The utility protection will have to be slow enough to coordinate with your feeder protection. You probably also have time overcurrent relays on your main breaker, coordinated with the feeder protection. This would provide backup protection for the feeders. If the utility serves more than one customer beyond their protection device, their interrupting time would be slower than your main overcurrent relay.

Also keep in mind that the bus differential will not cover faults in the outgoing feeder sections that are past the bus differential CTs. You will have to consider the feeder protection interrupting time in determining arc flash incident energy at the feeder cable terminations. If you are only providing labels for the feeder sections, all you need is the feeder interrupting time.
 
I'm obviously not understanding how the bus differential relay works. I'm looking a drawing of a similar sub, there is a 1200/5 CT around each outgoing load feeder and a 3000/5 CT around the incoming feeder before the main breaker. Their outputs going to a summing bus, and the 87 relay. The output from the relay to the Utility's feeder breaker. And btw the Utility's feeder serves no other Customer.

Wouldn't a ground fault on any of the feeders cause an imbalance and therefore a trip ?

 
I hope the 3000/5 isn't being summed with the 1200/5 CTs, that will cause a trip for feeder faults.

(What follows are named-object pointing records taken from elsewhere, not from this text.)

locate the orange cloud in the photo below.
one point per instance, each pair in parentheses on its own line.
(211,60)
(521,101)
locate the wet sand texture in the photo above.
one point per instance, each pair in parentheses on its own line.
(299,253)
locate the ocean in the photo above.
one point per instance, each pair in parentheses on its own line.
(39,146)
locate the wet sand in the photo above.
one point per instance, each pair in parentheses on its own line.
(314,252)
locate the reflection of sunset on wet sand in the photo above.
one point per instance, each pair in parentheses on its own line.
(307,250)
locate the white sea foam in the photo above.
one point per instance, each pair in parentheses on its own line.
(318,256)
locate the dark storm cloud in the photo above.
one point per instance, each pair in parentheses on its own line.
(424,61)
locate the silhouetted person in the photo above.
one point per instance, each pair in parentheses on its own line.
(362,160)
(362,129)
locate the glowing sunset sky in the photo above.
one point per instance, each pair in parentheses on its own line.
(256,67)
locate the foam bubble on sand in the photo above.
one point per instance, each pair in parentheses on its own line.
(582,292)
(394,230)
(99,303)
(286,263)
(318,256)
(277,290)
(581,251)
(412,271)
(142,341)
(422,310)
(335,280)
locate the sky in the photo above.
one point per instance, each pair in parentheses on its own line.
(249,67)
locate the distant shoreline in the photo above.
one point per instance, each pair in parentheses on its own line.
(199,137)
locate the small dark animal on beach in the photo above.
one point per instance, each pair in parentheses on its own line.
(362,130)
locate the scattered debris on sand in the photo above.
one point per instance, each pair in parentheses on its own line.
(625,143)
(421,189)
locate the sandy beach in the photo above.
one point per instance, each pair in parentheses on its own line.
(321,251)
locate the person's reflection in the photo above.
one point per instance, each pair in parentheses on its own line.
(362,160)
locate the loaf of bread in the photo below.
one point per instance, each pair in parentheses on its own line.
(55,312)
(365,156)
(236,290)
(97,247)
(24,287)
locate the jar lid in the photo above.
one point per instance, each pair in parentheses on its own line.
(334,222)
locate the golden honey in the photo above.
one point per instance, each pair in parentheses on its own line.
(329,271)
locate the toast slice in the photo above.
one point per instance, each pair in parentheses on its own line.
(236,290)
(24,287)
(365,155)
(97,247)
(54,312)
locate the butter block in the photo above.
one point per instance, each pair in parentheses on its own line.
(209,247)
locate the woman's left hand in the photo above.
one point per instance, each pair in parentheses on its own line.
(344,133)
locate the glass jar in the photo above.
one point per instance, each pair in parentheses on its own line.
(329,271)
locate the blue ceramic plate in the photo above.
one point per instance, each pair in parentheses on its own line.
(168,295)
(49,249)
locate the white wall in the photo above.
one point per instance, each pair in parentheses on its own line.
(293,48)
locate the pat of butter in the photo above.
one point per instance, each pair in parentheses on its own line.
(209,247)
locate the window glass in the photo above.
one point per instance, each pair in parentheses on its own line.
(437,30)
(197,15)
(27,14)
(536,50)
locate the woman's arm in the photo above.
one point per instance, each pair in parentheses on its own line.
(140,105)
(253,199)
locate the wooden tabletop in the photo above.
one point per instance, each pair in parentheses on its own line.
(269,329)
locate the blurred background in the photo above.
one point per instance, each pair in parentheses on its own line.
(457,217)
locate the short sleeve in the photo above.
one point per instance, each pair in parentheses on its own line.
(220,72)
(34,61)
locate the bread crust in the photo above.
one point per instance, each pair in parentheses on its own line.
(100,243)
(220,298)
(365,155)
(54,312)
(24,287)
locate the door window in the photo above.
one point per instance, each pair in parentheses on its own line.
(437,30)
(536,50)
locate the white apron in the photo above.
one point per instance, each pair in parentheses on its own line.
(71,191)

In a properly implemented bus differential that relies on summing CT outputs (as opposed to a low impedance bus diff like the SEL-487B where every CT is individually connected to the relay) all of the CTs need to be sized the same. A fault in the bus diff zone results in measured current at the relay and a trip. A fault on the feeder should have the same current entering at the main and leaving at the feeder and those sum to zero, no trip.
 
If the fault is within the differential zone and the differential relay is tripping the utility breaker, there is no need for time-based coordination on a differential trip. If the utility protection is simply an overcurrent relay, then it will have to be slower than everything downstream. You need to figure out the utility breaker protection scheme and then work out settings and then lastly, calculate incident energy.
 
I believe most utilities do have people you can talk to. So ask your question to them.

They won't give you any advice, but they can answer questions on the protection into your plant on their side of the meter.

But to be specific, you need to talk to the right person. The customer service person is not that person. Most utilities have an account manager that can get you in contact to the right person.

In our utility, we specify that type of information on all arc-flash requests.
 
I have another question however about this....

The differential relay test report shows the relay operates in .083 seconds. 5 cycles.
This opens a 3-cycle circuit breaker. Does that 5 cycle clearing time that is shown in the test report include the 3-cycle breaker opening time ?
 
It depends on the test setup. I would refer to the relay specifications and get the maximum operating time for the relay, then add in the breaker opening time (on the nameplate), plus a safety factor.

 
When asking that question, also look at what other devices maybe between the relay and the breaker.

I would expect the other devices would not take much operating time, but it's better to check then be blind.

Maybe a lock-out relay in between, which should take a 0.25 cycle to operate, but some types if not maintained can take much longer, or not operate.
This might also be a maintenance note.

We don't test the relay and breaker as a unit for a timing test. So that to me would be unexpected, but not impossible.
I.E. I would add the operating times as an assumption.